## The Fans Versus The Algorithms

Here on FanGraphs, we host several different projection systems, most of which are algorithms that take a player’s performance history and then mix in things like regression and aging curves to develop a forecast for 2013 production. But, we have one set of projections that is very different from the rest – the Fans Projections.

Instead of being based on any kind of mathematical model, these are simply crowdsourced from our readers, with you guys creating the projections with your various opinions about player performances for next year.
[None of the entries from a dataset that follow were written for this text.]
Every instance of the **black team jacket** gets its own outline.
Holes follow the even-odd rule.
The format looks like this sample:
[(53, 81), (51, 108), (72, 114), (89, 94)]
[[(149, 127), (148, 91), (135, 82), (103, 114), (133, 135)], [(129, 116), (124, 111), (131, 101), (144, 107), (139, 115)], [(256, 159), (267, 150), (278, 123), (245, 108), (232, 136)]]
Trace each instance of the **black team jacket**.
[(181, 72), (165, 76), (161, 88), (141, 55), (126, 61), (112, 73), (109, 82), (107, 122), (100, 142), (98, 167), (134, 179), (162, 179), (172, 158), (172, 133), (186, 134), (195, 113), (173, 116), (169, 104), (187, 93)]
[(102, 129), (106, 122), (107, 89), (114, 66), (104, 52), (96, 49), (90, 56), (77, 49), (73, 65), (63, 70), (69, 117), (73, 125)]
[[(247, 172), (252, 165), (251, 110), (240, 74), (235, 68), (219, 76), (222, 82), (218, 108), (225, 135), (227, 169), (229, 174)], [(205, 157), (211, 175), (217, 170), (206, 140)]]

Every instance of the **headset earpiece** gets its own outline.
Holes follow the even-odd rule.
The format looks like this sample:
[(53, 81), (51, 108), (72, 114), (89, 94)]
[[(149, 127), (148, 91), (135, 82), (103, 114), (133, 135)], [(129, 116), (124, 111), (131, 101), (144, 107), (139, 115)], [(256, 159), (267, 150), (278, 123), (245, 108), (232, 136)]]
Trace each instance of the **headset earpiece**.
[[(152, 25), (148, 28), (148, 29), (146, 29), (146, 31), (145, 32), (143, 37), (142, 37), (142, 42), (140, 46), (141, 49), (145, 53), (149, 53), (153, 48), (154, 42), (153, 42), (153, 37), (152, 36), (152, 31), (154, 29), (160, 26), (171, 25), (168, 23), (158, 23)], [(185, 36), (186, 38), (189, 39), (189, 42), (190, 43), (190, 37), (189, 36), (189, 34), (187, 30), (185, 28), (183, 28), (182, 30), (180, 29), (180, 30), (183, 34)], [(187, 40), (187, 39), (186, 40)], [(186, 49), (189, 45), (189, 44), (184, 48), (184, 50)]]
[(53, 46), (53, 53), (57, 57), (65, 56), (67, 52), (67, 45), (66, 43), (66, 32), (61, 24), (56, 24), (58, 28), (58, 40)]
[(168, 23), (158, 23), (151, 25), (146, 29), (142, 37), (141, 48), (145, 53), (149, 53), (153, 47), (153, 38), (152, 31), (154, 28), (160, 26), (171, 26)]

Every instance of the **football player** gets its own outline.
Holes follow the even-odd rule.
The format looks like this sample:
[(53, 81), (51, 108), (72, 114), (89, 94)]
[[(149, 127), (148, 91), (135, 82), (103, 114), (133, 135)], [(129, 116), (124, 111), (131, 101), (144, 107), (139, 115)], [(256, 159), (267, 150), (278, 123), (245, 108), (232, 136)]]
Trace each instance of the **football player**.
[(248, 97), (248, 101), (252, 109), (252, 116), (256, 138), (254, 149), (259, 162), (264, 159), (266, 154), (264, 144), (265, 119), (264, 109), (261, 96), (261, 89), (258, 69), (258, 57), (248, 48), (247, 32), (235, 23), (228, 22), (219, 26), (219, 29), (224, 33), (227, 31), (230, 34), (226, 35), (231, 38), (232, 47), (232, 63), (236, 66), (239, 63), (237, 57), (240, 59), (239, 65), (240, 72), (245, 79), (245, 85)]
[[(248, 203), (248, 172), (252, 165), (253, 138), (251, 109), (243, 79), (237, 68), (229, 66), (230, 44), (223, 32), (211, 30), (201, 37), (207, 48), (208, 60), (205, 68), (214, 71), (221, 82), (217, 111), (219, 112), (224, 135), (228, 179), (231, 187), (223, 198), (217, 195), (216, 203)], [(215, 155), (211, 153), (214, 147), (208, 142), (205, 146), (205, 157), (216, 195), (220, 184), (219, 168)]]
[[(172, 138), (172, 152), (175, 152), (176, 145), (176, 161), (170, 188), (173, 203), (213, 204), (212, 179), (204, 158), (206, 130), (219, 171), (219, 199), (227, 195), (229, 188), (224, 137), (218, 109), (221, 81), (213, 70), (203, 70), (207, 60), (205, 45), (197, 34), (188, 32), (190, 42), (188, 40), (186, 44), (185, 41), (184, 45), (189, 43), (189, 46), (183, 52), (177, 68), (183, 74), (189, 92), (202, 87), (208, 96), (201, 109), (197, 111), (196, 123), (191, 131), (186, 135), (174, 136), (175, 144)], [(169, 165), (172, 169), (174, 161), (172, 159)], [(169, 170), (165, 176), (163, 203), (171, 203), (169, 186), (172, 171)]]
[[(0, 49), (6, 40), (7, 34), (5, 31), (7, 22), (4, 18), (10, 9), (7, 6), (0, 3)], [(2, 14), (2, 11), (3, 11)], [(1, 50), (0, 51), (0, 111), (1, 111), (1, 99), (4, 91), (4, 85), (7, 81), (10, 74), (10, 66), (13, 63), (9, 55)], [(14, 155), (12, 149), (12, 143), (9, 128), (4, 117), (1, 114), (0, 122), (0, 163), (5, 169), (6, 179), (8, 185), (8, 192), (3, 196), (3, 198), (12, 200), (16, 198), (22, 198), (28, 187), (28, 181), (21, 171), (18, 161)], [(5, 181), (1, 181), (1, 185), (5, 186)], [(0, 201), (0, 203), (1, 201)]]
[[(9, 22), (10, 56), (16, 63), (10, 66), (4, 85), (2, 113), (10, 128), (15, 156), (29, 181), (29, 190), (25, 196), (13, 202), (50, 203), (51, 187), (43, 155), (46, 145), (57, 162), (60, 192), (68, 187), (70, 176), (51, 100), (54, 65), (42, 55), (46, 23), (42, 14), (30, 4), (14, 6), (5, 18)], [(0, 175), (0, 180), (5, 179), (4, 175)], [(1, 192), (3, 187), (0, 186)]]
While there are certainly some imperfections with any kind of crowdsourcing project, the widsom of the crowds has also shown to do pretty well in situations like this, and over the years we’ve done the Fans Projections, we’ve seen that the system actually holds its own when stacked up against the algorithms, though it does require one manual adjustments in order to make the system work properly: deflation.
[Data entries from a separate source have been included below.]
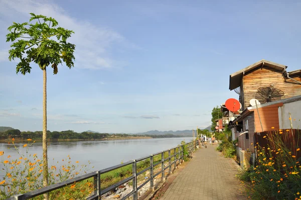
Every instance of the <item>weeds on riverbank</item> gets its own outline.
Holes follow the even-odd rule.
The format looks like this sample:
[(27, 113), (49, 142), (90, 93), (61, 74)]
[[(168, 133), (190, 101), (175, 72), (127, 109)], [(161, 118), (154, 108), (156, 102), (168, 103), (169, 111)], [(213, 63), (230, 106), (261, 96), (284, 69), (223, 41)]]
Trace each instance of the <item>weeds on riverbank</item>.
[[(2, 157), (1, 163), (4, 168), (1, 171), (5, 174), (3, 179), (0, 180), (0, 197), (6, 199), (17, 194), (24, 193), (43, 187), (42, 177), (43, 162), (39, 159), (38, 155), (28, 153), (28, 148), (35, 141), (28, 139), (28, 142), (23, 145), (24, 149), (20, 150), (15, 145), (14, 148), (20, 157), (12, 159), (10, 155), (6, 155), (4, 151), (0, 151)], [(25, 151), (25, 152), (24, 152)], [(88, 165), (79, 164), (76, 161), (73, 163), (68, 155), (62, 161), (61, 166), (49, 165), (49, 184), (53, 184), (72, 179), (80, 174), (86, 173), (91, 168)], [(56, 164), (58, 164), (58, 161)], [(93, 167), (92, 167), (93, 168)], [(50, 193), (51, 199), (82, 198), (88, 196), (93, 190), (92, 180), (85, 182), (74, 184), (56, 190)], [(43, 199), (42, 195), (34, 199)]]
[[(33, 145), (35, 141), (27, 140), (27, 144), (23, 145), (23, 148), (19, 149), (14, 143), (14, 139), (12, 141), (14, 148), (20, 157), (16, 159), (12, 159), (9, 155), (6, 155), (4, 151), (0, 151), (0, 157), (4, 168), (2, 171), (5, 174), (3, 179), (0, 180), (0, 198), (5, 199), (17, 194), (24, 193), (43, 187), (43, 181), (41, 178), (43, 172), (43, 163), (42, 159), (39, 159), (38, 155), (28, 153), (29, 148)], [(181, 143), (182, 144), (185, 144)], [(188, 156), (185, 152), (188, 152), (187, 147), (184, 146), (184, 159)], [(177, 154), (179, 149), (172, 150), (171, 155)], [(169, 157), (169, 152), (165, 152), (164, 154), (165, 159)], [(178, 160), (179, 155), (173, 156), (171, 162), (175, 159)], [(156, 165), (162, 160), (162, 155), (160, 154), (154, 157), (154, 164)], [(74, 177), (81, 175), (90, 171), (93, 168), (89, 167), (90, 163), (88, 165), (80, 165), (77, 161), (72, 162), (71, 158), (68, 155), (66, 159), (63, 159), (63, 164), (59, 166), (59, 162), (56, 164), (49, 164), (49, 184), (53, 184), (62, 182)], [(60, 161), (60, 163), (61, 163)], [(166, 164), (168, 160), (165, 161)], [(150, 166), (149, 158), (140, 161), (137, 163), (137, 171), (141, 171)], [(158, 164), (154, 167), (154, 173), (159, 172), (161, 169), (162, 165)], [(116, 169), (114, 170), (101, 175), (101, 189), (103, 189), (113, 184), (130, 176), (132, 174), (131, 164)], [(138, 177), (138, 180), (141, 180), (145, 178), (145, 172)], [(160, 178), (160, 175), (158, 176)], [(131, 184), (131, 182), (129, 182)], [(67, 186), (61, 189), (57, 189), (50, 192), (51, 199), (83, 199), (89, 195), (93, 191), (94, 183), (93, 178)], [(34, 198), (33, 199), (43, 199), (43, 195)]]
[(288, 131), (279, 130), (275, 134), (262, 136), (272, 141), (273, 146), (256, 144), (258, 164), (239, 175), (242, 181), (250, 182), (247, 192), (252, 199), (301, 199), (301, 157), (296, 156), (301, 134), (288, 147), (280, 135), (288, 134)]

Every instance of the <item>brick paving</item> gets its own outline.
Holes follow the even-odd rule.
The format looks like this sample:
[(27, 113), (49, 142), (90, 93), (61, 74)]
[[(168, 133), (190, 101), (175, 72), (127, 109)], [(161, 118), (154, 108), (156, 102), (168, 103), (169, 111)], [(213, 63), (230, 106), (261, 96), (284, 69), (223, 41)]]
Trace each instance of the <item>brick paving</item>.
[(208, 145), (197, 150), (193, 158), (173, 181), (161, 200), (245, 199), (235, 177), (238, 168), (234, 160), (225, 158)]

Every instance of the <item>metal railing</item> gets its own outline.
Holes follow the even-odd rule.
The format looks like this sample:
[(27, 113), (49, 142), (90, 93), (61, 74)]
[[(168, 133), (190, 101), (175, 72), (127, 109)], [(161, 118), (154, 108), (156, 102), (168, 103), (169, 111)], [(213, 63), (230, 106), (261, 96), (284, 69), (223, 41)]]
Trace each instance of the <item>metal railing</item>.
[[(195, 144), (194, 145), (194, 143)], [(124, 184), (131, 180), (132, 181), (133, 189), (124, 196), (122, 197), (121, 200), (125, 199), (133, 195), (133, 199), (136, 200), (138, 198), (138, 190), (142, 188), (148, 182), (150, 182), (149, 189), (153, 190), (154, 189), (154, 181), (155, 178), (158, 175), (161, 174), (161, 180), (165, 180), (166, 174), (165, 171), (166, 169), (169, 169), (169, 173), (171, 174), (173, 171), (173, 166), (174, 170), (176, 168), (177, 163), (178, 164), (181, 164), (183, 162), (184, 157), (184, 145), (187, 147), (187, 150), (188, 151), (189, 155), (190, 155), (191, 152), (194, 151), (196, 148), (196, 146), (199, 145), (199, 140), (197, 140), (195, 142), (191, 142), (185, 144), (184, 145), (178, 146), (177, 147), (160, 152), (154, 154), (144, 157), (143, 158), (139, 158), (136, 160), (131, 160), (122, 164), (120, 164), (117, 165), (115, 165), (112, 167), (108, 167), (106, 169), (102, 169), (99, 171), (95, 171), (91, 173), (89, 173), (86, 174), (82, 175), (81, 176), (77, 176), (71, 179), (67, 180), (65, 181), (59, 182), (53, 185), (48, 185), (47, 186), (43, 187), (41, 189), (38, 189), (34, 191), (30, 191), (29, 192), (25, 193), (22, 194), (17, 194), (10, 198), (7, 199), (7, 200), (25, 200), (31, 198), (33, 198), (35, 196), (39, 196), (41, 194), (43, 194), (46, 193), (51, 192), (56, 189), (60, 189), (68, 185), (74, 184), (75, 182), (78, 182), (83, 180), (87, 180), (89, 178), (93, 178), (94, 179), (94, 192), (91, 195), (86, 197), (85, 199), (87, 200), (92, 199), (100, 199), (101, 196), (104, 194), (109, 191), (115, 189), (115, 188), (119, 186), (120, 185)], [(171, 155), (171, 152), (174, 152), (173, 155)], [(168, 152), (168, 157), (165, 158), (165, 153)], [(161, 160), (159, 162), (154, 163), (154, 157), (157, 155), (161, 155)], [(173, 158), (174, 158), (173, 159)], [(146, 159), (150, 159), (150, 166), (140, 171), (137, 171), (137, 163), (140, 161), (145, 160)], [(173, 162), (172, 160), (173, 160)], [(168, 165), (165, 166), (165, 162), (168, 161)], [(132, 175), (126, 178), (124, 178), (122, 180), (112, 185), (111, 185), (105, 189), (101, 189), (100, 188), (101, 179), (100, 175), (107, 173), (114, 170), (119, 169), (121, 167), (124, 167), (125, 166), (131, 164), (132, 169)], [(158, 172), (156, 172), (154, 174), (154, 169), (155, 167), (161, 165), (161, 170)], [(150, 170), (150, 177), (147, 180), (145, 180), (144, 182), (141, 184), (140, 185), (137, 186), (137, 177), (142, 174), (143, 173), (145, 172), (146, 171)]]

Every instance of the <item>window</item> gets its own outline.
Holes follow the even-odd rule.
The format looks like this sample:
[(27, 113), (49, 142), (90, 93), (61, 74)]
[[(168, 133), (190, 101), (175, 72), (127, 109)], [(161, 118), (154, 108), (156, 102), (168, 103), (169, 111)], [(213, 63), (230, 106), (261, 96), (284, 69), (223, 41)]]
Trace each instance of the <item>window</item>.
[(249, 131), (249, 124), (248, 123), (248, 120), (245, 121), (245, 131)]

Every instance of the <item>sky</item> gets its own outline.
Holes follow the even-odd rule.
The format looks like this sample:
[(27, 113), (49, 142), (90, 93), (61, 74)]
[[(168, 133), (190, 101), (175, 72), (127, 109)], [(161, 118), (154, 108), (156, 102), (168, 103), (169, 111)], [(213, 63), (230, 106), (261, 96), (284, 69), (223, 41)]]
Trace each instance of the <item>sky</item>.
[(204, 128), (229, 75), (262, 59), (301, 68), (298, 1), (0, 0), (0, 126), (42, 129), (43, 72), (16, 73), (7, 28), (29, 13), (75, 34), (74, 67), (47, 76), (48, 130)]

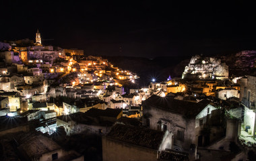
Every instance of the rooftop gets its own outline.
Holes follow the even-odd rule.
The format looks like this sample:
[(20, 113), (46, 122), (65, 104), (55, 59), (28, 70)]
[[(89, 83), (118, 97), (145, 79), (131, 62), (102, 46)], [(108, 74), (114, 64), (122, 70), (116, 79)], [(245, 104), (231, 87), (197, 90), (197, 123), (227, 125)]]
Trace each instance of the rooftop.
[(107, 108), (106, 109), (103, 110), (103, 109), (92, 108), (89, 111), (86, 112), (85, 115), (88, 116), (91, 116), (91, 117), (105, 116), (105, 117), (117, 117), (121, 112), (122, 112), (121, 109)]
[(60, 149), (61, 146), (52, 140), (40, 135), (26, 138), (18, 148), (26, 152), (30, 158), (36, 158), (43, 154)]
[(208, 105), (174, 99), (168, 96), (162, 97), (157, 95), (151, 96), (144, 103), (146, 105), (145, 108), (153, 106), (185, 115), (189, 119), (195, 118)]
[(47, 107), (46, 103), (33, 103), (33, 108), (43, 108)]
[(106, 138), (158, 150), (164, 133), (154, 129), (117, 123)]

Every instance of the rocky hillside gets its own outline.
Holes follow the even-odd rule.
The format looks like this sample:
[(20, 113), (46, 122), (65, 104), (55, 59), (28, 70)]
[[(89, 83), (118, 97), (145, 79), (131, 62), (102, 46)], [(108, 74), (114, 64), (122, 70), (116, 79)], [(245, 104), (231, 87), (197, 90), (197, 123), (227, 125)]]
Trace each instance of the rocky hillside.
[(256, 51), (242, 51), (218, 57), (228, 66), (230, 76), (256, 74)]
[[(228, 66), (229, 76), (256, 74), (256, 51), (242, 51), (230, 54), (216, 55)], [(191, 56), (164, 56), (154, 59), (125, 56), (102, 56), (115, 66), (135, 72), (140, 79), (137, 85), (148, 86), (152, 78), (156, 81), (166, 80), (169, 75), (172, 78), (181, 77), (185, 67)]]

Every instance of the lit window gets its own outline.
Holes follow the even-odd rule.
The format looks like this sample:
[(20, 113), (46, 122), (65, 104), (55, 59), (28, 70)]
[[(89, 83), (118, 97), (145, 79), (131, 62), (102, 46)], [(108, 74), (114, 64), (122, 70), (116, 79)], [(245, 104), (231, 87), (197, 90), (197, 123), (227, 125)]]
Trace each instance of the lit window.
[(184, 131), (178, 130), (177, 140), (181, 140), (181, 141), (184, 140)]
Put simply, you guys are just too darn optimistic — I guess that’s why you’re called fans — and annually overproject total WAR by something like 20%. So, if you look at the data from the Fans Projections next to something like ZIPS or Steamer, you’ll see some huge discrepancies, but a lot of those simply have to do with the scale, and once the Fans Projections are deflated to create a more accurate overall total, many of the variances go away.

Not all of them, though. There’s one clear type of player where the Fans and the algorithms disagree, and it’s probably a telling area, given what we know about the fine line between hope irrational exuberance. That type of player? Prospects.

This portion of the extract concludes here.